C’est au Wat Phra Singh qu’un thaï nous a abordés une première fois. En dérobant le carnet de voyage de ma douce je lis ceci: « A l’entrée du Wat un gardien est assis sur une chaise. Il nous dit que sa sœur vit à Lyon (quelle coïncidence nous sommes de Lyon), qu’il était en vacances en famille et qu’il revient d’un camp d’éléphants assez génial. Il nous chauffe pour y aller, nous sort une carte, nous indique le lieu où réserver. » Et plus loin, sur Samlarn road, » Bref, quelques minutes plus tard, on se fait accoster par un autre thaï très sympa. Il se dit prof d’histoire à l’université (mais c’est fou ça, ma douce est prof à l’université elle aussi!). Il est là avec sa femme qui fait du shopping. Il nous demande ce qu’on a visité… et s’enthousiasme subitement pour le meilleur sanctuaire pour éléphants: le Chang Sanctuary. Il nous chauffe trop! Mais en faisant mine d’en prendre la direction, on se dit: ils sont forts en street marketing quand même!! »
Allez, gavons-nous d’animaux torturés, recueillis, puis soignés, parce qu’on n’est pas des bêtes, hein. Et payons-nous de l’exotisme à moindre frais, divertissons-nous, on n’a quand même pas fait 9.000km pour rien.
Je rêve d’approcher un éléphant, un jour…
J’ai une opinion plutôt tranchée et partisane, et je ne vais pas peser le pour et le contre des refuges. D’autres s’en sont chargés, d’autres encore le feront mieux que moi. Vous pouvez toujours en débattre, pour ma part je n’en ai pas envie. Mon avis peut en réalité se résumer très simplement: je n’aime pas ça. Il y a je trouve de l’hypocrisie dans la démarche. On reste sur une attraction purement touristique où les éléphants voient défiler des hordes venues du monde entier pour les gaver et les arroser jour après jour.
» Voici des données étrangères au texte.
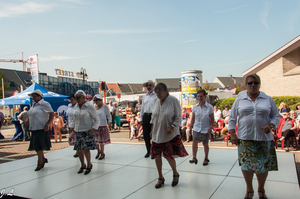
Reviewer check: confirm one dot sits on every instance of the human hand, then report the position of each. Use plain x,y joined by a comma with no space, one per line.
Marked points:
234,139
266,129
170,130
92,131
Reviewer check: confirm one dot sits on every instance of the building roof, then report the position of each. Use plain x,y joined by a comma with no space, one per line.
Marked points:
230,81
113,86
172,83
287,48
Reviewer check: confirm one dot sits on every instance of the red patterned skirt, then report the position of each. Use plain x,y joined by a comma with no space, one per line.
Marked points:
102,135
172,149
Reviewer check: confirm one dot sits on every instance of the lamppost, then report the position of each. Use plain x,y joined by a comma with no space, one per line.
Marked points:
83,73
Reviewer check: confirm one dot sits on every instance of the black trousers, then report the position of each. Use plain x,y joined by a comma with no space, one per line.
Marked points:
287,134
147,130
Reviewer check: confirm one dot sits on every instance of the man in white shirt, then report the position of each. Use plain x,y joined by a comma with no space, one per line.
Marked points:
112,109
146,112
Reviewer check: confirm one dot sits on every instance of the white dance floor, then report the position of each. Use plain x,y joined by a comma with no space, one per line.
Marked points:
125,173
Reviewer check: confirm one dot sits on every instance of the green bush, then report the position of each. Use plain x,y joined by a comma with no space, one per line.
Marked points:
291,101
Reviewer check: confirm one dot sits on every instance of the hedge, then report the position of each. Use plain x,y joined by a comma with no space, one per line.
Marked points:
291,101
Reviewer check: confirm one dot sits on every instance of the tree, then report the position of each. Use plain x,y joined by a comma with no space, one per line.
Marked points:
5,83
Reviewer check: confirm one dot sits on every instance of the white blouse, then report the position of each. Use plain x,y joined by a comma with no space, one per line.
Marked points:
85,118
70,113
163,116
253,116
39,115
104,114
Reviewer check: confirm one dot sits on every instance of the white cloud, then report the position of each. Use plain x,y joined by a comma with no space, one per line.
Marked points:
189,41
13,10
265,13
231,9
120,31
74,1
59,57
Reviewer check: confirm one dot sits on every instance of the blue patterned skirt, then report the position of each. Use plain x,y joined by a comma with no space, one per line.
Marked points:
257,156
84,141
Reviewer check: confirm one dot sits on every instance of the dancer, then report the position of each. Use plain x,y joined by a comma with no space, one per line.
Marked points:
102,134
146,112
70,114
39,124
257,114
85,122
166,120
202,122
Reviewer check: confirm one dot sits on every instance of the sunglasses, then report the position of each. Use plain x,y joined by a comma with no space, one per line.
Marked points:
251,83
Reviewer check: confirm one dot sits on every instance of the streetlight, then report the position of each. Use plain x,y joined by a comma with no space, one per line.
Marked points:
83,73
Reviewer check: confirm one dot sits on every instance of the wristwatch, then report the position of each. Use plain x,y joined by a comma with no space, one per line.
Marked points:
272,125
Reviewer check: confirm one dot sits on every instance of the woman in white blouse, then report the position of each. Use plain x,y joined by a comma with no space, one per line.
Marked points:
70,113
102,134
39,124
257,115
85,122
166,120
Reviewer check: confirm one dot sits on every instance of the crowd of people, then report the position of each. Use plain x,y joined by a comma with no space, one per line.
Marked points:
252,123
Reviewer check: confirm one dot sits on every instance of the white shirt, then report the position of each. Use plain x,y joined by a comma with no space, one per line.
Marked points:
147,103
39,115
70,113
216,115
253,116
202,119
85,118
104,113
111,108
163,116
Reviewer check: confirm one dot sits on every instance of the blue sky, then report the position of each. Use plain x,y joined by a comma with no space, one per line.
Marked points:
136,40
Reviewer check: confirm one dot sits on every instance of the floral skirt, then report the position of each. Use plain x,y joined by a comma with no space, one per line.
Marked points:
172,149
84,141
39,140
102,135
257,156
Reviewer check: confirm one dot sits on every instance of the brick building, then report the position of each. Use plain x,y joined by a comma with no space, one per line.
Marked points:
280,71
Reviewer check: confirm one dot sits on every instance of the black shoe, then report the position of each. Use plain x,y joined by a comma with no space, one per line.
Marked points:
39,167
88,170
194,160
205,163
173,182
81,169
97,156
159,185
248,197
102,157
147,155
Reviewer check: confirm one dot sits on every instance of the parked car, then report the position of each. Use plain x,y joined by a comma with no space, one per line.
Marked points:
123,105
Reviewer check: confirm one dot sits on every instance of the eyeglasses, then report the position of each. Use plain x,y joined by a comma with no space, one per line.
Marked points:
251,83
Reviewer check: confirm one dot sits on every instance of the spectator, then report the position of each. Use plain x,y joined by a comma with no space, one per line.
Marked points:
224,131
112,109
23,117
283,108
286,129
217,114
117,116
138,106
226,111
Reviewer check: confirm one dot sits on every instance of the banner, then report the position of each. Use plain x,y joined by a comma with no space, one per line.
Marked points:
34,68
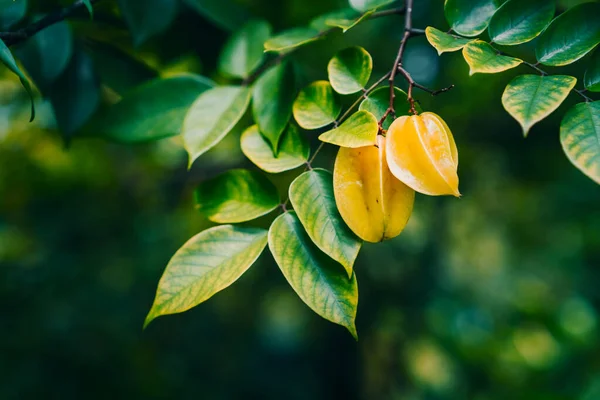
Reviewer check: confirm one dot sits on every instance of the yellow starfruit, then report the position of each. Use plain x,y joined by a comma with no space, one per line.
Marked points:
372,202
421,153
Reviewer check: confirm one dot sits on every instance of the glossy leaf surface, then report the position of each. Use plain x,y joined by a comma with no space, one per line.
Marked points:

Ce rituel ne cesse pas, on est juste passé d’une maltraitance à une autre où la liberté des animaux n’existe pas. Allez Dumbo, trempe-les avec ta trompe, tu les feras crier de joie. Le fait est que les centres accueillent trop de monde, c’est un business, qui part peut-être d’une bonne intention avec une approche responsable et respectueuse, mais c’est un business où on exploite les éléphants. C’est comme ça, et peu importe le choix des mots, il existe même de nombreuses fermes où les témoignages sur des pratiques assez crasses abondent. Ils émanent souvent de ceux qui enlèvent le filtre de l’émerveillement, avec un léger sentiment de honte. Je ne l’aurai pas.
Selfies, chronomètre, mange ta banane pas le temps de la refaire.
Je me souviens, sur la route de Chaing Dao pour notre trek, nous n’étions que deux dans notre songthaeo (pick-up couvert qui sert souvent de taxi collectif), alors que tous ceux que nous doublions étaient plein à craquer, et à destination de ces fameux sanctuaires dont un tout particulier. Oui, celui qui, paraît-il, a servi de modèle vertueux aux autres. Le contraste était saisissant. Il y a aussi eu cette américaine rencontrée lors d’une sortie kayak à Koh Lanta. J’étais curieux d’avoir ses impressions, je lui ai posé des tas de questions, elle était devenue la brochure détaillée de l’un de ces centres où tout est beau, tout est parfait. Il y avait moins de ferveur que ces deux thaïs de Chiang Mai, mais des cartes SD probablement blindées de pachydermes faisant une danse synchronisée… comme la veille… comme le lendemain… comme…
Je n’y suis pas allé, et je ne regrette pas.
MàJ: Je suis tombé sur un article après avoir rédigé mon billet. Je partage, pour ceux qui veulent aller plus loin.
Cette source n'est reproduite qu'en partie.